Tuesday, 21 July 2009

Learning more and more

I've been building more nozzles and drilling some holes in metal. I tried drilling out a stainless steel bolt to make the extruder barrel, but it was hard work and didn't feel right. Usually when that happens, I'm doing something wrong...
So, I googled and read up on drilling into stainless steel.

Apparently, when the drill rubs over the metal in the hole, it starts to heat and work harden a thin layer of steel - making it harder and stronger - and more difficult to drill.

The advice is to drill at a slow to medium speed, apply lots of pressure, and drill few mm then pull right back to clear the swarf. This is pretty much the opposite of my original technique.

This works *really* well - you get lovely long spirals of swarf (razor sharp splinters) and the hole is much easier to drill. I found it much easier to drill out welding tips and have drilled a couple of stainless bolts using the afghan lathe technique.

Top Tip: Read instructions before using.


Erik de Bruijn said...

That's only intuitive in retrospect... I would also have taken the opposite approach, I guess.

Renoir said...

yeah, HSS (High Speed Steel) drills actually need to be used at low speeds? Who named them?

I was also a bit cautions about pressing too hard - trying to drill through hard metal.

It does work a lot better now!

hyperair said...

I just tried this yesterday, but kept either overheating my HSS-Cobalt bit or jamming my drill anyway. Could you offer some tips?
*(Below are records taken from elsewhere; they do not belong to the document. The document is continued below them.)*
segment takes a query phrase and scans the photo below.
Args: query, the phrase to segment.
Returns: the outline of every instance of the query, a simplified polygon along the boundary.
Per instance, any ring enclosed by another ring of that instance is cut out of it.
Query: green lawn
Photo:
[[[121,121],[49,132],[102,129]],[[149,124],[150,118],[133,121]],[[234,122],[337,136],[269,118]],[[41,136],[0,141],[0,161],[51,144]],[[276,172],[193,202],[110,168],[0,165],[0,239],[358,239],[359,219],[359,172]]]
How much pressure is necessary, and how much is too much? What sort of coolant did you use?

David Reynolds said...

I used some standard kitchen vegetable oil. I've also used wax (from candles) and a stick form of drill cutting lubricant.
Slow and steady works better - even down to screwdriver speeds worked for me, and pressing down hard.
If the drill breaks, pressing too hard.
Make sure you have a nice solid vice and strong table - if you have confidence that is better.
If you have problems, try going to a proper hardware shop and buying a single drill bit of the right size. Lots of the 'sets' sold in DIY chains are cheap and fine for wood, but the steel is naff.
A decent drill might cost you a few pounds for a single size, but it's worth it - proper tool steel will hold the cutting edge and cut properly, especially with stainless.